LGBT Task Force opens Safe Zone training for students

Photo by Paul Bieniek
Photo by Paul Bieniek

Paul Bieniek
pbb001@marietta.edu

With the goal of making Marietta College a safer environment for all, MC students and staff clambered through Andrews Hall into the bright, spacious Great Room to attend the latest Safe Zone training session on January 27.

During the three-and-a-half hour event, attendees learned LGBTQ+ vocabulary, participated in a discussion with a student/staff panel, and watched a video about the trials of a teenage transgender couple. At the end, participants had the opportunity to a sign a contract to become official Safe Zone members as part of a visible support network for the LGBTQ+ community.

The session on Jan. 27 was the first in which students could participate as trainees.

Previously the Task Force had focused on training faculty and staff because they believed it was of upmost importance they understood the concerns of LGBTQ+ students first. Senior Maggie Watt, who participated in the training, thinks expanding the program to students is a crucial step.

“While I find it very important for students to identify faculty/staff who are allies, it can be equally important to do the same with peers,” said Watt, a pre-med student. “Although it doesn’t seem like much, the visibility that a Safe Zone sticker, pin or sign provides can offer needed support for a student who may need to seek out an ally.”

The Safe Zone program at Marietta College was developed by the LGBT Task Force, which was created in fall 2012 by the Office of Diversity and Inclusion for this sole purpose. The first Safe Zone trainings were held in spring 2014. Jeff Cordell and Andrea Euser-Miller currently serve as co-chairs of the LGBT Task Force and have continued the Safe Zone program. Before the Jan. 27 session, the program had trained nearly 40 faculty and staff members.

Every Safe Zone member receives a sticker to place on their office door. According to Cordell, this is done because the program is all about providing space.

These are signs that this campus has space where there are people conscious of our journeys to discover who we are, just as there are spaces like clubs and teams to express other aspects of our identity,” he said.

Cordell also expressed enthusiasm, particularly since students can be “moving Safe Zones” by placing Safe Zone stickers and buttons on backpacks or laptops.

Moving forward, Cordell said the Task Force plans to test the impact of Safe Zone through another survey.
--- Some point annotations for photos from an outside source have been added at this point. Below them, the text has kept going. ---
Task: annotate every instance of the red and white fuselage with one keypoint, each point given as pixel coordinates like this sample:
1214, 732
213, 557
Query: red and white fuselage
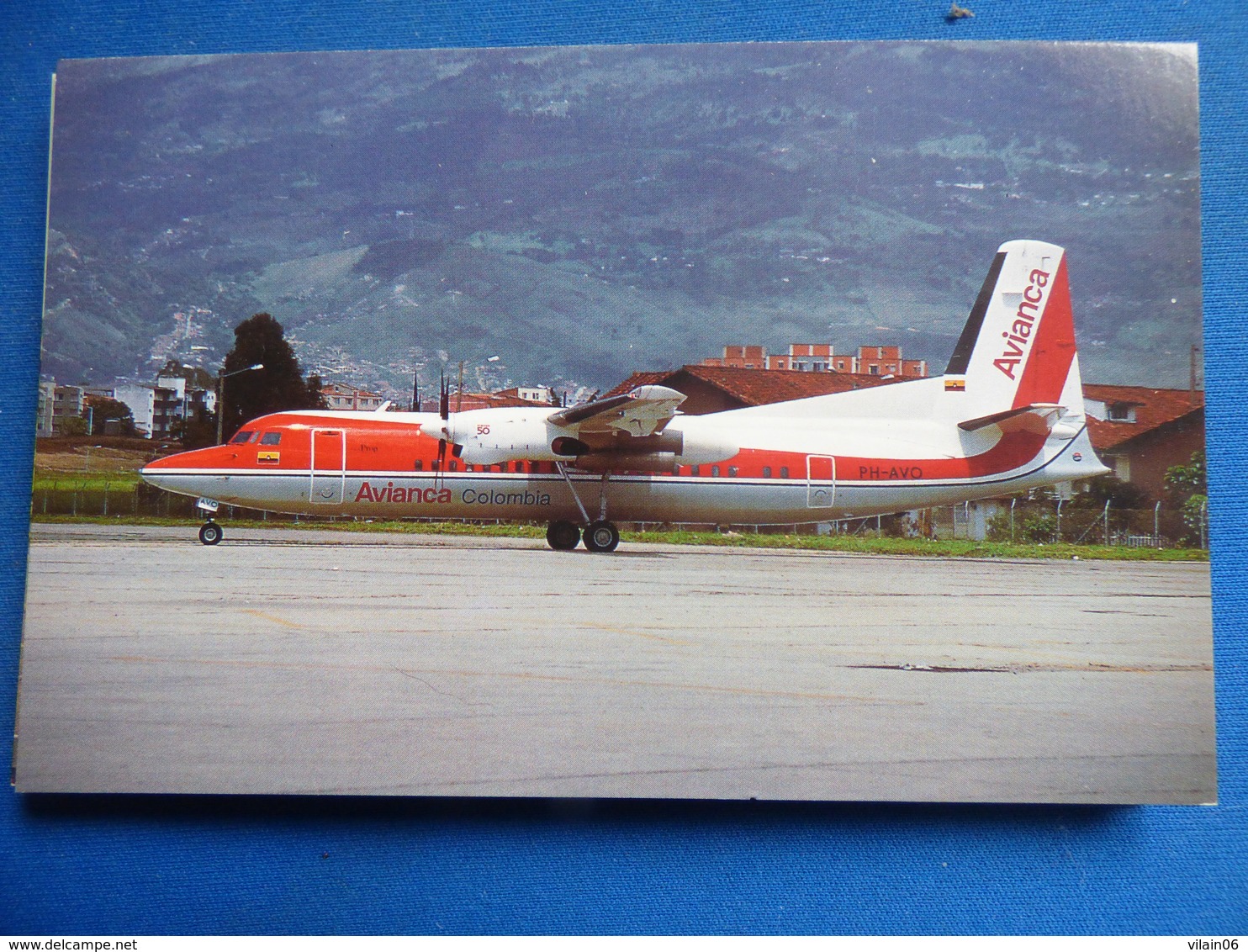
1006, 415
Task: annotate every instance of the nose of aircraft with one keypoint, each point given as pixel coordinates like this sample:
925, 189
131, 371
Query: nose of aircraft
195, 461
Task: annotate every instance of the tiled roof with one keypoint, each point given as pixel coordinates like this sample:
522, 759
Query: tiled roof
1153, 408
753, 387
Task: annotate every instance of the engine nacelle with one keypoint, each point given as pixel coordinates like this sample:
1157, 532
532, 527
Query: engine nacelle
699, 447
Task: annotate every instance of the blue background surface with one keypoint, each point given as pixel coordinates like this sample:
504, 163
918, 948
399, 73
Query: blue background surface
191, 865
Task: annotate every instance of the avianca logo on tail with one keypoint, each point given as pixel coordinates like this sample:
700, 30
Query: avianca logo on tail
391, 493
1018, 336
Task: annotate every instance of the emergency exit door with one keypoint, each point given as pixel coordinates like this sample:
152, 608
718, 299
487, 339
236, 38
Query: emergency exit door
820, 482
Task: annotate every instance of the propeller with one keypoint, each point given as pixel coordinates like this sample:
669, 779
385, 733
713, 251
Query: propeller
445, 412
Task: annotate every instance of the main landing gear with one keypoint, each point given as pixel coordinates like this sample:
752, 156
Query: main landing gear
600, 534
210, 533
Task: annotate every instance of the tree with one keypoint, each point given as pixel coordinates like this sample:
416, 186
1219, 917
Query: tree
106, 408
1188, 488
280, 386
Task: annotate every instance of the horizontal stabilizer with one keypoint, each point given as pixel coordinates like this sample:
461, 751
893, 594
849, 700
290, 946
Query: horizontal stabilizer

The goal is then to gradually dissolve the Task Force while informing the college administration how to keep the operation moving forward with higher-level oversight.

In the meantime, Cordell hopes to hold Safe Zone trainings for student organizations so that they collectively become Safe Zones which he believes has the potential to “open a lot of hearts and minds”.

Ultimately, he says the program needs to continue in one way or another to change attitudes about the college.

“I hope we can get to the place where we are just known for being an accepting campus, instead of what I think we tell ourselves, which is that we are a less accepting place,” he said.